Nicholas Carroll writes: "In the continual struggle between search engine administrators, index spammers, and the chaos that underlies knowledge classification, we have endless tools for 'increasing relevance' of search returns, ranging from much ballyhooed and misunderstood 'meta keywords,' to complex algorithms that are still far from perfecting artificial intelligence. Proposal: there should be a metadata standard allowing webmasters to manually decrease the relevance of their pages for specific search terms and phrases."

2 of 148 comments (clear)

  1. Re:Proposal won't work: No incentive! by Ex+Machina · · Score: 4, Informative

    But if we could have kept search engines from returning it, that would have been even better. Since in our case the page was intended for internal use, we don't care whether anyone can find it from the Internet. Our real users know where to look for it.
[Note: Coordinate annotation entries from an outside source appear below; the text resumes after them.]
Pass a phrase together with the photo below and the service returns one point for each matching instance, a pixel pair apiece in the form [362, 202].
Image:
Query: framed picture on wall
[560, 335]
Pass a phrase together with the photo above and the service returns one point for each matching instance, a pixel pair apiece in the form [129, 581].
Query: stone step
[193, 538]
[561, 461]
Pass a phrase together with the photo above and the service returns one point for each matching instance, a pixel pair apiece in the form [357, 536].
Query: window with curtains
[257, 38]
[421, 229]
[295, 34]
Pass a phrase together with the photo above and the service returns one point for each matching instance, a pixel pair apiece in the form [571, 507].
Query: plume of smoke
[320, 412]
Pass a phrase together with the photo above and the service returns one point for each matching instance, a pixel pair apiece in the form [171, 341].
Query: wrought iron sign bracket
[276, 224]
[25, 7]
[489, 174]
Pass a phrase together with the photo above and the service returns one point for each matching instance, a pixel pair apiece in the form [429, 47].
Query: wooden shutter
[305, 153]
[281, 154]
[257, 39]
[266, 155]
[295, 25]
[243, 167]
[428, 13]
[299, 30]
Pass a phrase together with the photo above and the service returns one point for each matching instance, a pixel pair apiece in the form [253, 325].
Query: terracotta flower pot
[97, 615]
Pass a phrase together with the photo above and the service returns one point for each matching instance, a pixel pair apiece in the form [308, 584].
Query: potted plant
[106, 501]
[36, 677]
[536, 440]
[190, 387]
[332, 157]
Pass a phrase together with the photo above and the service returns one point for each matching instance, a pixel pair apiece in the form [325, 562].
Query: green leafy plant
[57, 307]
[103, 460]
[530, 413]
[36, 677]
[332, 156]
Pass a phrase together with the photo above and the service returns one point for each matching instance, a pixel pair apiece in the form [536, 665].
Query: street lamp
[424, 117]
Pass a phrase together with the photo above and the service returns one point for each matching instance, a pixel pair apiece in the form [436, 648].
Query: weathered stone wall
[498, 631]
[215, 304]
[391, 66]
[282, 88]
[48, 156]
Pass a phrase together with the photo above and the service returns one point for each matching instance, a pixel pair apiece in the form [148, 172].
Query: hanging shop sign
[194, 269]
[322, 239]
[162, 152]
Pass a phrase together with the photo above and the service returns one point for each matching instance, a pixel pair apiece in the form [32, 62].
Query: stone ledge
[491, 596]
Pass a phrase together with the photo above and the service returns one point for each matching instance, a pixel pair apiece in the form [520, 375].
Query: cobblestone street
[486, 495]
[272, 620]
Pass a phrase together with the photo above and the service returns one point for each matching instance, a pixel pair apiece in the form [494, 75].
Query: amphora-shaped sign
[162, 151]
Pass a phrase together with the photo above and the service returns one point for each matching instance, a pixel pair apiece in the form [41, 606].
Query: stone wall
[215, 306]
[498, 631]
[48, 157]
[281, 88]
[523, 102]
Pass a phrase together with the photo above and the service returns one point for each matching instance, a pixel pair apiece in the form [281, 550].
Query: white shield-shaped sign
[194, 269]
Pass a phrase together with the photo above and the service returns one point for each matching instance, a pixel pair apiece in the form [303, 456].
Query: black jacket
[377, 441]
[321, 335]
    http://www.robotstxt.org/wc/exclusion.html

  2. Re:How about this? by 21mhz · · Score: 4, Informative

    This is where the Google's PageRank(tm) system chimes in: an Alan Turing biography linked by half a hundred sites, each having own decent ratings, will be rated undoubtedly higher than a porn site that just listed "alan turing britney spears anthrax riaa cowboyneal" in their meta keywords and is linked by a handful among millions sites alike. Use the great cross-linking fabric of the Web, Luke.

    Disclaimer: I'm in no way associated with Google.

    --
    My exception safety is -fno-exceptions.